I am using the latest version of QIIME2 2024.10 (amplicon). I imported my paired-end sequences (2X250bp). Before running DADA2 workflow, I would like to do a Q-score filtering on these demux data. I remember QIIME used to have a qiime quality-filter q-score-joined script and later incorporated it into the "qiime quality-filter" q-score script.
I suppose qiime quality-filter q-score will automatically identify my F and R reads. I found interesting things.
If I convert them to qzv files. the 2nd stats file is normal with the total number of reads retained and filtered, although it doesn't show F or R individually.
If I check the 1st file's qzv file, it is an interactive quality plot. This plot only gives me the F reads information, but lacks of R reads information. Without both reads' information, I would not be able decide how to trunc the reads for the next DADA2 workflow.
I am not sure if this is a bug or if I used the wrong script. Should I run this (filter low Q score reads) after the DADA2 workflow?
Thank you for bringing this to our attention. Can you provide a list of the commands that you ran and attach the visualizations you're talking about?
You used this tool at the correct stage, using it after dada2 is not possible because sequences no longer possess quality scores at that point.
It's my understanding that dada2 works best with unfiltered sequences because it uses the quality scores to build a model that it then uses for denoising purposes. Thus, the more read positions the more informed it will be and the more accurate it will be. That being said, we should still investigate your issue because it may be a bug.
1> Here are scripts that I run (the trimmed_sequences/demux-paired-end-trimmed.qza is the raw imported demux data with primers trimmed using cutadapt).
2> I did try Q score cutoff with 20, 25 and 30. Interestingly, the results of my Q20 and Q25 cutoff are identical, but Q 30 is different. I don't know why. It could be everything is above Q25?
3>PS, It's true DADA2 is very good and it also has it is own Q-score cutoff with default 2. I am doing this to replicate someone's data analysis.
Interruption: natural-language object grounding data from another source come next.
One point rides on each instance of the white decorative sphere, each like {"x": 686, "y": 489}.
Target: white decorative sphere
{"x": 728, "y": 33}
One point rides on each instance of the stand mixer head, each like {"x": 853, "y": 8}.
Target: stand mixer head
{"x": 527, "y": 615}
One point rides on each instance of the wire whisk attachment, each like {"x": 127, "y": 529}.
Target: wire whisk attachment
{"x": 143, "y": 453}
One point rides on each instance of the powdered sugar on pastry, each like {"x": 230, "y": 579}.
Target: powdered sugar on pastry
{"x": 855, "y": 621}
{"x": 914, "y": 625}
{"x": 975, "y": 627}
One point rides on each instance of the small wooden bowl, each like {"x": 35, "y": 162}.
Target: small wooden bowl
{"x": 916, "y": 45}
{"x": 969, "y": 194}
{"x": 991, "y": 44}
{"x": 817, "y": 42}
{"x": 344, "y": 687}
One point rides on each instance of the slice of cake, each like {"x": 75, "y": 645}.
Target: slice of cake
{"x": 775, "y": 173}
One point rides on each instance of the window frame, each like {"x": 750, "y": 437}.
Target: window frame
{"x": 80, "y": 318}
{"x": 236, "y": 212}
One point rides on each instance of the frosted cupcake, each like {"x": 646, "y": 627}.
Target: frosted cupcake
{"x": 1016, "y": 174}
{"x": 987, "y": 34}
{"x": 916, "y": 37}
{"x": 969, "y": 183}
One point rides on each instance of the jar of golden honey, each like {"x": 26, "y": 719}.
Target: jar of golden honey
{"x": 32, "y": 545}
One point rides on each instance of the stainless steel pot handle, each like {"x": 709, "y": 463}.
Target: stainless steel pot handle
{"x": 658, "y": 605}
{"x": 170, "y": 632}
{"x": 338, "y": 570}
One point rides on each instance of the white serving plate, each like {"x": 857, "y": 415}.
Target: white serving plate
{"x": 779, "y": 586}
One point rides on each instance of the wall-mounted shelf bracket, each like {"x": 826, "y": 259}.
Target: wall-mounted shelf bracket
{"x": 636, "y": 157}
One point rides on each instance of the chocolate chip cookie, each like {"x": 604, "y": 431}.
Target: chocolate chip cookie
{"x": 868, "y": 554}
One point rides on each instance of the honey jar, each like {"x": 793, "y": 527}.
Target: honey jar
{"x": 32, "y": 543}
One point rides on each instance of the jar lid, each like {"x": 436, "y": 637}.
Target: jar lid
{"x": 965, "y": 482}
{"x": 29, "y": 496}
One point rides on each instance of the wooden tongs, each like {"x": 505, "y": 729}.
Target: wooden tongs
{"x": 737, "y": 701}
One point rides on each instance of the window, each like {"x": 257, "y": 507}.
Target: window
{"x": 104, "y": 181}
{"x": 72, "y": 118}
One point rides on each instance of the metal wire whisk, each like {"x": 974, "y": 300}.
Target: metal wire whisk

I don't know how DADA2's Q-score cutoff is equivalent to this QIIME Q-score filter cutoff. If I set DADA2 Q-score cutoff to 20, I would lose 90% of reads sometimes. Do you usually change DADA2 default Q score cutoff? If so, what do you choose?
Could you attach the .qzv files themselves, not just their exported data/ directories? This will make it a little easier for me to view them, and will make it possible for me to see their provenance, so I can look for clues about what is going wrong.
This is indeed a bug, or a failure to adequately document, depending how you look at it. Currently, the way quality-filter q-score operates is that whether you input paired end reads or single end reads, the quality filter is applied only to the forward reads and only the forward reads are returned. I'm now planning to update this action to apply the quality filter to both read directions and to return both read directions when paired end reads are inputted. Thank you for bringing this to our attention.
The good news for you is that I don't think this action is desirable for your workflow, for the reasons I mentioned above. I would skip this action and move on to dada2 denoise-paired.